マレーナは何故怒られなければならないのかと思いながら側の椅子に掛けてあったガウンを取ろうとした。
「ちょっと待て、マレーナ」
コンラードが怒ったように指差してくる。
「え?どうしたの?」
「それは何だ?」
「それって何よ」
「良いから早くガウンを着ろ!」
兄が割って入って来たのでマレーナは取ったガウンを羽織った。コンラードが怒った目で見て来るのにマレーナは戸惑った。マレーナは今回は何もしていない。何故こんな顔をされねばならないのかわからなかった。
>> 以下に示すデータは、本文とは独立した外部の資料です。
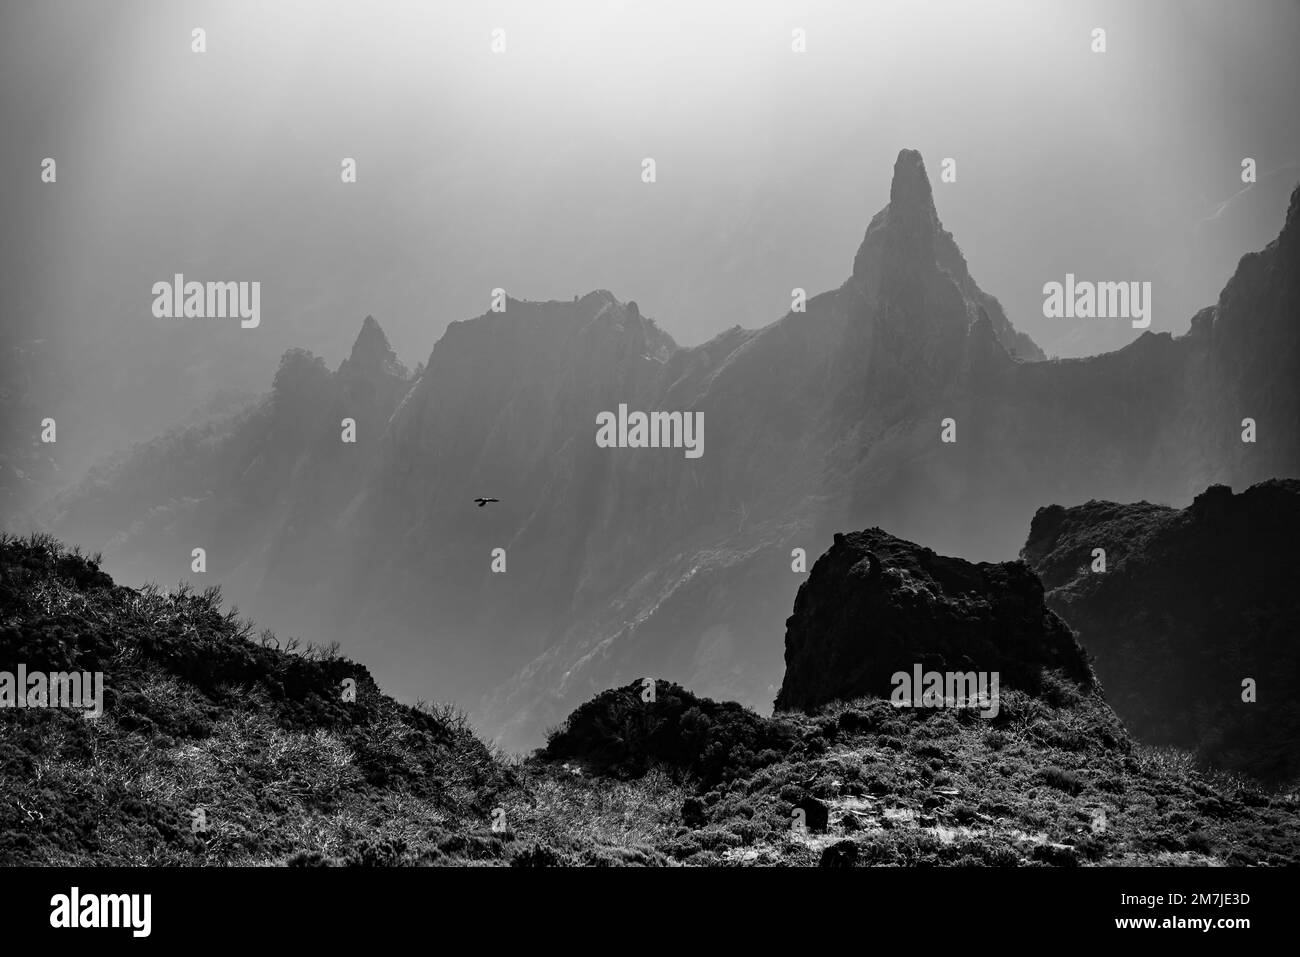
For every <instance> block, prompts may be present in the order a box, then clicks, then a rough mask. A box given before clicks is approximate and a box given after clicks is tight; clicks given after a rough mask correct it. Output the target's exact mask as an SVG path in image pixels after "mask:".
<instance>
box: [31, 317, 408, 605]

「コンラード、どうした?そんな顔をしたらマレーナが怯える」
兄の言葉にコンラードが自分の肩を叩いた。
「何?」
兄が問いかける。
「マレーナの肩に手跡がついていた。かなり強く掴まれたんじゃないのか?誰にされた?」
地を這うような声にマレーナは震えた。こんなコンラードの声は聞いたことがない。
「昨日アロイス王子に絡まれた時に突然掴まれたの」
「あのバカ王子か!」
「ちゃんと自分で払ったわ。護身術も習っているし」
「そんな問題じゃないだろ!他国の王女に勝手に触れて良い訳がないだろ!!」
「きゃっ!」
部屋に響いたコンラードの怒声にマレーナは肩をすくめた。
「落ち着け、コンラード。こちらから苦情も入れてあるから。まあ流石にあんなに跡がくっきりと付いている程とはさすがに思わなかったが。痛くないか?」
兄が優しく聞いてくる。
「ええ。その時は痛かったけど今は大丈夫」
「あいつ、絶対に許さない!!」
コンラードが立ち上がった。
「落ち着けって。あと二週間もしないうちにいなくなる人間なんだから。マレーナ。大丈夫だな?」
「大丈夫よ。それに次にまたされそうになったら逃げるし、今度はそう簡単に触らせないわ」
「当たり前だ!次に指一本でもマレーナに触れたら全部へし折ってやる!」
コンラードのあまりの剣幕にマレーナは驚いた。こんなコンラードは初めて見た。怒ったことなどなさそうなくらいいつもおおらかなのに。でもマレーナのことで怒ってくれていると思うと不思議と怖さはなかった。
「コンラード。怒ってくれてありがとう。次はもっと気を付けるわ」
マレーナはコンラードに笑いかけた。それに冷静になったのかコンラードが目を伏せる。
「怒鳴って悪かった。マレーナが悪い訳じゃないのに怖がらせたな」
「ううん。大丈夫。コンラードは悪くないわ。さあ寝ましょう。お兄様もコンラードも」
マレーナが促すと二人はとにかく気を付けるようにと言って去って行った。
マレーナは再びガウンを脱ぐと鏡を見た。確かに手跡がはっきり付いている。指の形が分かる程だ。痛みはないが、これが消えるまで肩を出す服は着れないなと思った。
そしてマレーナは笑みを浮かべた。コンラードが怒ってくれた。少しくらいはマレーナが大切だと思ってくれているからではないのか?何も思っていなければあそこまで怒らないだろう。例えそれが妹のように思っていることから来る感情だとしても。
気にかけてもらえたことに嬉しさを感じ枕を抱えてベッドに転がった。膝上の夜着がめくれているが気にならない。
「これ着てて良かった。お義姉様に感謝ね。いや、ある意味お兄様か。ふふ。怒ったコンラードも素敵だったわ。あんな風に怒るのね」
マレーナは目を閉じ、月の精霊スティーナに感謝した。